# What Should I Be Feeding My Baby Black Rhom



## ferlon (Apr 17, 2009)

I'm wondering what I should feed by baby rhom, he's only 1" long right now and they were feeding him live brine shrimp at the lfs, should I be doing the same. I fed him some frozen brine today, he ate a little of it. Is there something else I should be feeding, and also how many times a day, they did once but he's so small it seems like he should eat more than once. Thanks in advance!


----------



## CLUSTER ONE (Aug 2, 2006)

ferlon said:


> I'm wondering what I should feed by baby rhom, he's only 1" long right now and they were feeding him live brine shrimp at the lfs, should I be doing the same. I fed him some frozen brine today, he ate a little of it. Is there something else I should be feeding, and also how many times a day, they did once but he's so small it seems like he should eat more than once. Thanks in advance!


 live brine, blood worms, frozen brine. you may even be able to get him to eat pieces of shrimp,fish or even pellets.


----------



## holeinnet (Feb 15, 2009)

Yes, Sean had a great idea with the shrimp pellets. That's what I give my small guys. It's a mix of veg and shrimp and they grow fast on that!. They're loaded with essentials for that size fish. Enjoy! ---
MC


----------



## Piranha Guru (Nov 24, 2005)

Frozen mysis shrimp and krill if it is small enough. Thaw a cube (or chunk if you get the flat pack), keep it in the fridge between feedings, and feed a 2-3 times a day. I'm also a big fan of live blackworms if you can get them near you. You can keep those guys alive in the fridge for weeks as long as you change their water every day.
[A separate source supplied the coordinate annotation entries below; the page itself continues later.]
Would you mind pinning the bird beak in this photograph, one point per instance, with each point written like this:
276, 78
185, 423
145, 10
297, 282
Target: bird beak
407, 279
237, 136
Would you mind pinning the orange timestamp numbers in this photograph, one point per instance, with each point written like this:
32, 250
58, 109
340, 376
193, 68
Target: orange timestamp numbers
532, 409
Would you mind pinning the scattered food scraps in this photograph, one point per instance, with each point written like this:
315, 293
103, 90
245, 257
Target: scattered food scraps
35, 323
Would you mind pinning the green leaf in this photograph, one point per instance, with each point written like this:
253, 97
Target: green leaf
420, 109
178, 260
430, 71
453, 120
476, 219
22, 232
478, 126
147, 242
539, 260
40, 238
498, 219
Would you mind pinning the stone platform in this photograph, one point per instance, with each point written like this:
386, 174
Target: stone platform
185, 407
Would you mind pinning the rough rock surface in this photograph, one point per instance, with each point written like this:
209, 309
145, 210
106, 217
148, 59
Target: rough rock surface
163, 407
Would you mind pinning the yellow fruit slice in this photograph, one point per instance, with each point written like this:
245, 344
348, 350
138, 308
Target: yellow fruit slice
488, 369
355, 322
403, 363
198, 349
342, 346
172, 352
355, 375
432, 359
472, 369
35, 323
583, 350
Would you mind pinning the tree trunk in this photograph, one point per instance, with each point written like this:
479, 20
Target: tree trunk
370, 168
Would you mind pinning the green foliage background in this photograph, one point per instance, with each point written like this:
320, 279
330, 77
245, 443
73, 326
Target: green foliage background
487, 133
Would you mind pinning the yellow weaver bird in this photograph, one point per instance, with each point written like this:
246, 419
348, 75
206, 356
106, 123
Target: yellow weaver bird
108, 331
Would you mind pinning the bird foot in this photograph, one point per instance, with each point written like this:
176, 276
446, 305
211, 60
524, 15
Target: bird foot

Best part about feeding live blackworms is that the extras won't die in your aquarium and will live in your substrate indefinitely.


----------



## gtc (Nov 5, 2008)

Try bay scallops, chop it to small bits and it's not that expensive to buy, this is what I fed mine and they seem to love it maybe because it's got a great scent on it as well. Good luck.


----------



## ferlon (Apr 17, 2009)

Thanks a lot everyone I appreciate all the advice and I'm taking it in! Thanks again!


----------



## gtc (Nov 5, 2008)

NP


----------



## ferlon (Apr 17, 2009)

I tried some shrimp pellets I had, and he really loves them. Thanks guys!


----------